Minister Pascal Smet : Dat zullen we zien als de resultaten er zijn. Ik kan daar niet op vooruitlopen. De vergadering moet nog plaatsvinden. Het zal afhangen van eventuele knelpunten en of die opgelost geraken. In functie daarvan zullen we wel zien. De vergadering van morgen is belangrijk, we moeten dus eerst de resultaten afwachten. Er is de afgelopen weken en maanden hard gewerkt. We zullen morgen zien hoever we staan.
Mevrouw Khadija Zamouri : Ik heb daar begrip voor, minister, maar ik vind het echt wel jammer. Ik heb gewerkt aan deze interpellatie, ik heb daar tijd en energie in gestoken en u handelt dit af op een drafje. U kunt niet eens zeggen wat uw intenties zijn voor morgen.

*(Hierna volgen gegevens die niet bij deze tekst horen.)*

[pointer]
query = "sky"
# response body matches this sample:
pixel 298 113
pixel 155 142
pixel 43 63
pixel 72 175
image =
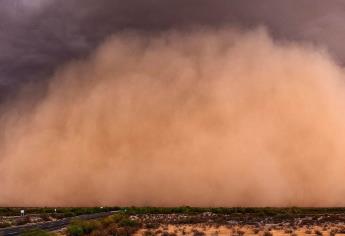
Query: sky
pixel 38 36
pixel 172 102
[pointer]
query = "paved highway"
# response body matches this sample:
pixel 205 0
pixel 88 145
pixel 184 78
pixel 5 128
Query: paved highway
pixel 51 225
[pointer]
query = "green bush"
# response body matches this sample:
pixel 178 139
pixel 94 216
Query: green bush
pixel 128 223
pixel 75 230
pixel 37 232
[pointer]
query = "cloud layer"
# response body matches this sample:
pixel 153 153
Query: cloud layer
pixel 204 118
pixel 38 36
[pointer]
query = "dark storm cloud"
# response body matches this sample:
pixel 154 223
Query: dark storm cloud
pixel 37 36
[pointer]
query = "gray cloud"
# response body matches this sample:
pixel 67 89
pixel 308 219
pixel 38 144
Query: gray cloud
pixel 38 36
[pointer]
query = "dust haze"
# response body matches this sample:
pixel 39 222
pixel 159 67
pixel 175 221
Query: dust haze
pixel 204 118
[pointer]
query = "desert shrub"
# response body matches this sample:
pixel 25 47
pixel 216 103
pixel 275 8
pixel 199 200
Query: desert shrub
pixel 148 233
pixel 36 232
pixel 45 217
pixel 75 230
pixel 267 233
pixel 22 220
pixel 4 224
pixel 198 233
pixel 125 222
pixel 240 232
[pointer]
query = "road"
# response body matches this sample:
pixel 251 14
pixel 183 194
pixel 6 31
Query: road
pixel 51 225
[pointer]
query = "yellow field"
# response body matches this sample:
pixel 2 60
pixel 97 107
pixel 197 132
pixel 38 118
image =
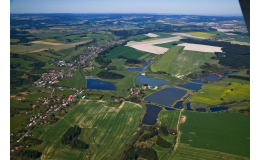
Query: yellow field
pixel 212 94
pixel 202 34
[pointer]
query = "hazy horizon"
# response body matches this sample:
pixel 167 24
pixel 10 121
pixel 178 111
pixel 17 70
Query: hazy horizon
pixel 163 7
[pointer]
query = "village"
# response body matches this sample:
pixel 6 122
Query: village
pixel 53 77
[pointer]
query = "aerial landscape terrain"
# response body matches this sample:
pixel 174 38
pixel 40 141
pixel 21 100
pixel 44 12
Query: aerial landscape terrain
pixel 129 86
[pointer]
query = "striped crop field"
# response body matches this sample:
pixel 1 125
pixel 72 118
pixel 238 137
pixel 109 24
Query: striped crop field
pixel 125 51
pixel 179 62
pixel 212 94
pixel 223 132
pixel 204 34
pixel 169 118
pixel 186 152
pixel 106 129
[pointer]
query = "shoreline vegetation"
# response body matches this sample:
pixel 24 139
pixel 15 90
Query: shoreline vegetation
pixel 55 58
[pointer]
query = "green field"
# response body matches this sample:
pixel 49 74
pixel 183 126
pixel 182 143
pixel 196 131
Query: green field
pixel 140 37
pixel 211 94
pixel 118 63
pixel 126 51
pixel 15 122
pixel 106 129
pixel 186 152
pixel 179 62
pixel 224 132
pixel 76 81
pixel 169 118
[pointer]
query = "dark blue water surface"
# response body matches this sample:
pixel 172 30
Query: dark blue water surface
pixel 215 109
pixel 225 74
pixel 167 108
pixel 201 109
pixel 178 104
pixel 136 69
pixel 188 107
pixel 150 81
pixel 192 86
pixel 166 96
pixel 198 81
pixel 151 114
pixel 98 84
pixel 148 62
pixel 212 77
pixel 234 72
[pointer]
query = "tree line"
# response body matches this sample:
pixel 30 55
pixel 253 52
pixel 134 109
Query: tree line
pixel 145 133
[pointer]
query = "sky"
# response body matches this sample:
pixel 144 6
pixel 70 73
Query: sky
pixel 186 7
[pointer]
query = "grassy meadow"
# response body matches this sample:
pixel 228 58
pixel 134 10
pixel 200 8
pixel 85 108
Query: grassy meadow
pixel 224 132
pixel 179 62
pixel 212 94
pixel 169 118
pixel 203 34
pixel 185 152
pixel 102 126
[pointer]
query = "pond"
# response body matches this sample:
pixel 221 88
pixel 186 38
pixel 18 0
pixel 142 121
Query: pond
pixel 136 69
pixel 98 84
pixel 150 81
pixel 188 107
pixel 225 74
pixel 192 86
pixel 148 62
pixel 198 81
pixel 234 72
pixel 211 77
pixel 167 108
pixel 151 114
pixel 178 104
pixel 166 96
pixel 201 109
pixel 215 109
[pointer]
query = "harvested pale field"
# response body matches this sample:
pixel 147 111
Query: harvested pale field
pixel 200 47
pixel 241 43
pixel 148 46
pixel 189 35
pixel 157 41
pixel 50 43
pixel 60 47
pixel 151 35
pixel 224 30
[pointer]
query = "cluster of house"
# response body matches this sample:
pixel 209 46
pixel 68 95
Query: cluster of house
pixel 52 77
pixel 134 93
pixel 63 63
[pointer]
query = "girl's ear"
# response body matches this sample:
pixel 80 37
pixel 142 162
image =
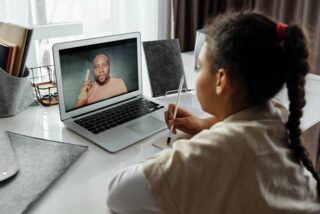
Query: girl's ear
pixel 222 81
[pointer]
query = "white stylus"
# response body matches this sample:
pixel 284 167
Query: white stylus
pixel 176 108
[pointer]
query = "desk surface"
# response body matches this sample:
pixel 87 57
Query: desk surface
pixel 83 188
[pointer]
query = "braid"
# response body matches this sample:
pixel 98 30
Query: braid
pixel 297 52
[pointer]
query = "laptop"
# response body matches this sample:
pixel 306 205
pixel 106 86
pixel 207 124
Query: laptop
pixel 99 83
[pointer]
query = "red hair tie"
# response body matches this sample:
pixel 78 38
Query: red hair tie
pixel 281 28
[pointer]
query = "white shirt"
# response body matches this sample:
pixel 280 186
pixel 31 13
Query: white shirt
pixel 241 165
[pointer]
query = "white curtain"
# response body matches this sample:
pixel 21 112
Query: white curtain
pixel 61 20
pixel 152 18
pixel 15 11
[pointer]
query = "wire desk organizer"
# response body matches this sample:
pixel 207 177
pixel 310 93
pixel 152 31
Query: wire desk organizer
pixel 44 84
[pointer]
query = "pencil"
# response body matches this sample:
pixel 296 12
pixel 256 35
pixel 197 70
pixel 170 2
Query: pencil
pixel 176 108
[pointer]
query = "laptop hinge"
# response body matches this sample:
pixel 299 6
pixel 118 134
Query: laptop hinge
pixel 109 106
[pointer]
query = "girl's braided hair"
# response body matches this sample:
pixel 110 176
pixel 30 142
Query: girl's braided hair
pixel 247 45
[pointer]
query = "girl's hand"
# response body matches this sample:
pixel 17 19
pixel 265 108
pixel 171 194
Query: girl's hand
pixel 186 121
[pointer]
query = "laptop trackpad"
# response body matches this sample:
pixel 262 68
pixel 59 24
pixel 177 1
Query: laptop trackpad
pixel 146 126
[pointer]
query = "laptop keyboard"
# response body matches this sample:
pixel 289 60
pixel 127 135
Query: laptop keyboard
pixel 118 115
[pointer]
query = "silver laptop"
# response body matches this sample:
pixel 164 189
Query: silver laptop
pixel 99 85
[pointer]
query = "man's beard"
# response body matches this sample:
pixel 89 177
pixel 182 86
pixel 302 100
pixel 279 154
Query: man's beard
pixel 103 81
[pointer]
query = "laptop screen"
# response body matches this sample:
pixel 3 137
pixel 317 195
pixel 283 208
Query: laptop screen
pixel 97 72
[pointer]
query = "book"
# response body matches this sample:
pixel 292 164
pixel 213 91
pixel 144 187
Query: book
pixel 20 36
pixel 4 56
pixel 12 55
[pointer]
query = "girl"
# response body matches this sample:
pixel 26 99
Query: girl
pixel 249 157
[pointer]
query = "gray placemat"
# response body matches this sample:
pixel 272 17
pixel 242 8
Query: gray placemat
pixel 41 163
pixel 8 162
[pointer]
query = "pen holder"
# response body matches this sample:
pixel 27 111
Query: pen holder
pixel 15 93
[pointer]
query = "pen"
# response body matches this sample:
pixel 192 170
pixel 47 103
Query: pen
pixel 176 108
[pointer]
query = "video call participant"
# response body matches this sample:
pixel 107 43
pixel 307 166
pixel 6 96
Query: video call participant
pixel 103 86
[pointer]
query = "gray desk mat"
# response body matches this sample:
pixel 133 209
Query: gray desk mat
pixel 41 163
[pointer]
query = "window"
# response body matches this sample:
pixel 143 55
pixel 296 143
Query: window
pixel 62 20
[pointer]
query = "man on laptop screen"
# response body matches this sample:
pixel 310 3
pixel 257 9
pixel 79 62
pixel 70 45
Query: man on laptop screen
pixel 99 82
pixel 103 85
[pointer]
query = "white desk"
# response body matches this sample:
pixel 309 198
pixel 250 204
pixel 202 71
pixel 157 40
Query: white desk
pixel 83 188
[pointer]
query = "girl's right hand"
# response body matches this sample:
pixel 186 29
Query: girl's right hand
pixel 184 121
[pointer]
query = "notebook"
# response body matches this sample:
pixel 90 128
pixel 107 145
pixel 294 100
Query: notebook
pixel 99 84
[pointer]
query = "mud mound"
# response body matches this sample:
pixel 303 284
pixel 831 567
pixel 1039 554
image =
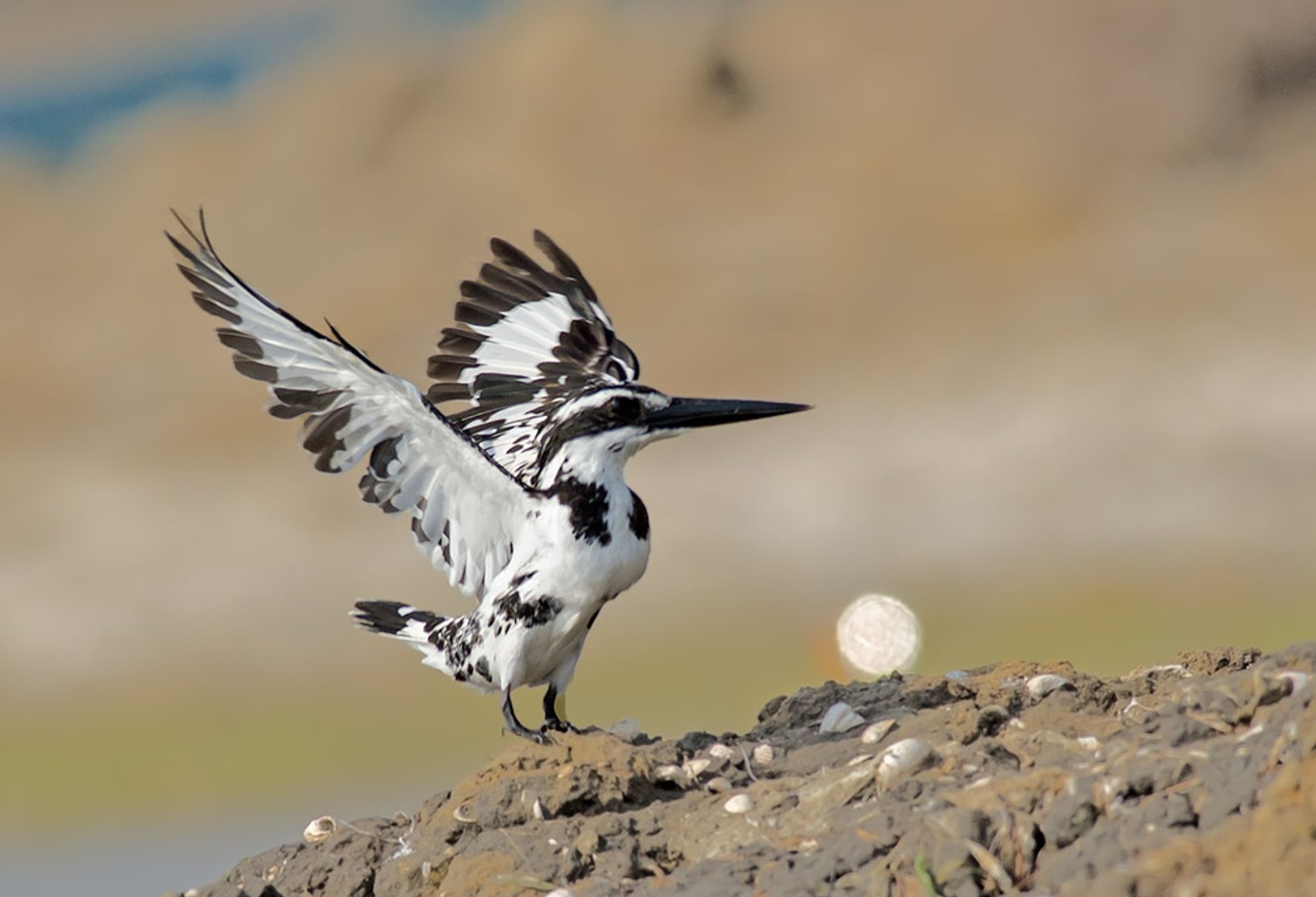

Minister Pascal Smet : U mag een minister niet vragen naar zijn beleidsintenties.
De voorzitter : Toch wel, die regel is geschrapt.
Minister Pascal Smet : Oei. Er zijn veel parlementsleden die dat nog niet weten.
De voorzitter : Ik vond dat als criterium voor ontvankelijkheid echt dwaas. Het is de taak van een parlementslid om een minister te ondervragen over zijn plannen. Natuurlijk, de minister heeft ook gelijk: als er nog niet beslist is, heeft de minister het recht om nog te wachten met zijn antwoord. Als de beslissing te lang op zich laat wachten, mag u de minister nog eens opnieuw interpelleren, mevrouw Zamouri.
Minister Pascal Smet : Ik heb geen problemen met uw vragen. U moet begrijpen, de vergadering van morgen is ontzettend belangrijk. We zullen zien hoever we dan staan.
Mevrouw Khadija Zamouri : Ik begrijp dat, minister. Ik volg Integratie en Inburgering heel intens op. Dat interesseert me. Ik ben benieuwd wat u samen met de minister van Werk gaat realiseren. Als het te lang duurt, kan ik niet verder met mijn werk.
De voorzitter : De interpellatie is afgehandeld.